Previously, the Ashare capital market fully pric in the logic

Previously, the Ashare That a package of policy expectations would allow the economy to achieve a better recovery, but data such as the November economy and December PMI confirm that the market was previously too optimistic. In addition, the continu surge in the bond market and the continu decline in the commodity market also reflect that these two markets hold relatively pessimistic expectations for the economy.

In addition to the fundamentals, the Ashare reunion email list 100000 contact leads market is currently facing a negative factor on the capital side. That is, all the funds that enter the trillion level on October 8 were trapp, and the margin ratio of margin trading has rapidly dropp to 253%, entering the bear market level, but the balance of margin trading is still at the bull market level (as high as 1.8 trillion). If the market falls again, it faces the risk of passive deleveraging.

It should be not that the leverag funds that enter after

October 18 were mainly allocat to CSI 1000, CSI 2000 and microcap stocks, with a rough scale of around 300 billion. Once rapid deleveraging integrates with other tools occurs, the damage to small and miumsiz stocks will be greater.

There are no large bluechip companies in the humanoid robot sector, all of which are small and miumsiz companies, and will face the deleveraging risks mention above.

However, once the Ashare market stabilizes

Humanoid robots will most likely make a comeback because the industry logic supports it. In my opinion, a better time to deploy robots may be around the Spring Festival holiday.
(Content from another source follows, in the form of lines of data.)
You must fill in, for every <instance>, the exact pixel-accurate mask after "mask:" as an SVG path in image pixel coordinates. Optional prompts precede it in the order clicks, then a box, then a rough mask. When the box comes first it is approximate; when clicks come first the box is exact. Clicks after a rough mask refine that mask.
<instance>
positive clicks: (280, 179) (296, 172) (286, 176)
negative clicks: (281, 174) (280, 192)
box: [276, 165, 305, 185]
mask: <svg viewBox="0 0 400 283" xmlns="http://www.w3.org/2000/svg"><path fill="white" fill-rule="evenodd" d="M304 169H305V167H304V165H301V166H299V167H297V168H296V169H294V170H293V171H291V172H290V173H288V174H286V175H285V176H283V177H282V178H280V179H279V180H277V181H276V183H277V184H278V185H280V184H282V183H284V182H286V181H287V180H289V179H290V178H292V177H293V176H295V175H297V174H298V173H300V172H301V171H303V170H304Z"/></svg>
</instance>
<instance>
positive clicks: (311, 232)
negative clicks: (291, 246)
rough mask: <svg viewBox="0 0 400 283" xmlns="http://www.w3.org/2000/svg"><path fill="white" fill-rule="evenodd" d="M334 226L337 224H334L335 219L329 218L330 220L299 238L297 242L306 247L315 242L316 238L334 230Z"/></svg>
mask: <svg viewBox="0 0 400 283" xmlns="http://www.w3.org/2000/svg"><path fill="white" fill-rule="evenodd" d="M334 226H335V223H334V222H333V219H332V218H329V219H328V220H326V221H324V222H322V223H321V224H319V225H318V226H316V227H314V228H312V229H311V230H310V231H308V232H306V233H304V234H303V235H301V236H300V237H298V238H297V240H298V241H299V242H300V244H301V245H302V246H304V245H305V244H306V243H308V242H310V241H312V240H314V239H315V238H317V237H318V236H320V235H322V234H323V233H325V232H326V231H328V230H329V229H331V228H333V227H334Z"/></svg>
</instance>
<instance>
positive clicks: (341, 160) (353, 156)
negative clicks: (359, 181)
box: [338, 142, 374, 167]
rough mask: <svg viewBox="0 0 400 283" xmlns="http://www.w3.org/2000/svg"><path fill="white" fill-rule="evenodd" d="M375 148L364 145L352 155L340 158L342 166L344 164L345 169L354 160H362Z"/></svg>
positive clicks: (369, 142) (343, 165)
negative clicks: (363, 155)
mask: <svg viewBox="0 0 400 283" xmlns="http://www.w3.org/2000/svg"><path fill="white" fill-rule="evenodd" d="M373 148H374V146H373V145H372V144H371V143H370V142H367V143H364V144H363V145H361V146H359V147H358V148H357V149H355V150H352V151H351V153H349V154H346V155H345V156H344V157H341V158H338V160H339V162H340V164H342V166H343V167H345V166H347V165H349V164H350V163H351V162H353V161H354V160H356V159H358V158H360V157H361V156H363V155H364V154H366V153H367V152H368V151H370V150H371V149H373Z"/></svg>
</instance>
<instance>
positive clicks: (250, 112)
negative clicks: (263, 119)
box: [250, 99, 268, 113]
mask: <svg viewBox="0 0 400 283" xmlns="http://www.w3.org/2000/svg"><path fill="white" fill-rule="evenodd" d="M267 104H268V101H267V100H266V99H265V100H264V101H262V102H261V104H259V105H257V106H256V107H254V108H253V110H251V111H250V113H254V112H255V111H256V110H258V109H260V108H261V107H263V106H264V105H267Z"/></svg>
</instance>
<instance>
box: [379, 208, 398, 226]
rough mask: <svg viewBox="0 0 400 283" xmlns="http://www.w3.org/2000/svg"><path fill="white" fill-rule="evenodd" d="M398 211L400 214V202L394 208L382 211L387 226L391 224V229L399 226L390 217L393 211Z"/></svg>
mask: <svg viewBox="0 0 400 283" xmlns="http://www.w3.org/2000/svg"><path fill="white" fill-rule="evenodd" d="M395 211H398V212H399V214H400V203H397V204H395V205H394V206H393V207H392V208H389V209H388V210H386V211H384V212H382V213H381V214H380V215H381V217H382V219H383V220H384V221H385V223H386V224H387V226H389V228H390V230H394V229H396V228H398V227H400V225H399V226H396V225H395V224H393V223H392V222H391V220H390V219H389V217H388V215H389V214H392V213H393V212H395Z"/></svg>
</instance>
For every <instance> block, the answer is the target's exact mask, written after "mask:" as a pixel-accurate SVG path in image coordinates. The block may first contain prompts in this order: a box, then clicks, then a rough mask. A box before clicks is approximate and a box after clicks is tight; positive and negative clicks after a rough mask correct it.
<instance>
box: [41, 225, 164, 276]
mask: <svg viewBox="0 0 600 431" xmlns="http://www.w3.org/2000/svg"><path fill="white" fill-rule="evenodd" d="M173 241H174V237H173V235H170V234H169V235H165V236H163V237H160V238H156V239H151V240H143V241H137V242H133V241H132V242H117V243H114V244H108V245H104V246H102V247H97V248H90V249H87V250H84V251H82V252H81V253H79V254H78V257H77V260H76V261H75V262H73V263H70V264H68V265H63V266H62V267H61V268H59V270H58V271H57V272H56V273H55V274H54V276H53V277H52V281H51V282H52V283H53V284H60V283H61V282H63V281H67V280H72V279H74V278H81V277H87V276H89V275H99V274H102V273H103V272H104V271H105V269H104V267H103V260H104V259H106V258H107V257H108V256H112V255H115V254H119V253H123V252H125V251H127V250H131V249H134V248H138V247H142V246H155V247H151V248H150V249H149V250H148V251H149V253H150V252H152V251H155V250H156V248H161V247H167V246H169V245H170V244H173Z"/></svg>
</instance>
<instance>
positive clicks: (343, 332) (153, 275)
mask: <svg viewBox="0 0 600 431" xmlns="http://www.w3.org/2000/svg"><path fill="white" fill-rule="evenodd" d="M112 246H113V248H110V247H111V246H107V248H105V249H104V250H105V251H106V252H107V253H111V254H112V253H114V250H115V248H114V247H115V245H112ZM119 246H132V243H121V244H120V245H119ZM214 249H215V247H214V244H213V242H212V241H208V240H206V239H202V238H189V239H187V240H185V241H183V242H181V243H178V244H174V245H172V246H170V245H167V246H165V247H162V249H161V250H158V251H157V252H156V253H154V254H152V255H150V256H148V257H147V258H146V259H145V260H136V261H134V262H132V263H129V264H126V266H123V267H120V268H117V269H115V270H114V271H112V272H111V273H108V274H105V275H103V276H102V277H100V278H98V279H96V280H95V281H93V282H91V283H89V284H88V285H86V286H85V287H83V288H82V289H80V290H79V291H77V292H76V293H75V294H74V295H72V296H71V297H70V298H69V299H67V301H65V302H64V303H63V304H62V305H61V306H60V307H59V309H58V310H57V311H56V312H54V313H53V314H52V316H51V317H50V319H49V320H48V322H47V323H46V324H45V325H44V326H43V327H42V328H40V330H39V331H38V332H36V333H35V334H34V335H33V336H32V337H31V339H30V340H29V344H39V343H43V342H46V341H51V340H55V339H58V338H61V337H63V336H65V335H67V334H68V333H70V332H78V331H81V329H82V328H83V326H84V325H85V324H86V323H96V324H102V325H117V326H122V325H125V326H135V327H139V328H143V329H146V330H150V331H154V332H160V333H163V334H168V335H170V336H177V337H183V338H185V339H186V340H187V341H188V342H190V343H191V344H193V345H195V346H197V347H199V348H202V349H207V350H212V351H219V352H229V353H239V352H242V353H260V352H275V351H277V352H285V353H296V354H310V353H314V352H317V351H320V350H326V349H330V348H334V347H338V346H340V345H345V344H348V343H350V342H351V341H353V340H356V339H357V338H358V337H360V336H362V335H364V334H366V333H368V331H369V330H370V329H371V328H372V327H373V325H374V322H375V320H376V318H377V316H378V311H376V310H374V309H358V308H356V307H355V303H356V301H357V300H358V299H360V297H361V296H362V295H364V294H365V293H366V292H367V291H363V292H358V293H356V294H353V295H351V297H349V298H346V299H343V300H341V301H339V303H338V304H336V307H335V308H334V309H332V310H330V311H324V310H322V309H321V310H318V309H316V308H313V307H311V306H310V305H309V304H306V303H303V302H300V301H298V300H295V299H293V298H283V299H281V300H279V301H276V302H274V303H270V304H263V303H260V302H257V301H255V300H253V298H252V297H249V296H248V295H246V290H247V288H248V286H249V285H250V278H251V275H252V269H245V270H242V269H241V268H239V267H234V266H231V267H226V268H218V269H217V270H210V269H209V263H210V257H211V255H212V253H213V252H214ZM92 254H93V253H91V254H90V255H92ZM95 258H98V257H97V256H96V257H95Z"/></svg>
From a historical review, from 2010 to 2024, there liechtenstein number were 13 years of increase in February out of the 15 years, and the CSI 300 Index rose by an average of 3.6%, much higher than other months. In addition, from the perspective of market style, in February, it outperform the market in 14 of the past 15 years, and the market style characteristics are particularly obvious Previously, the Ashare.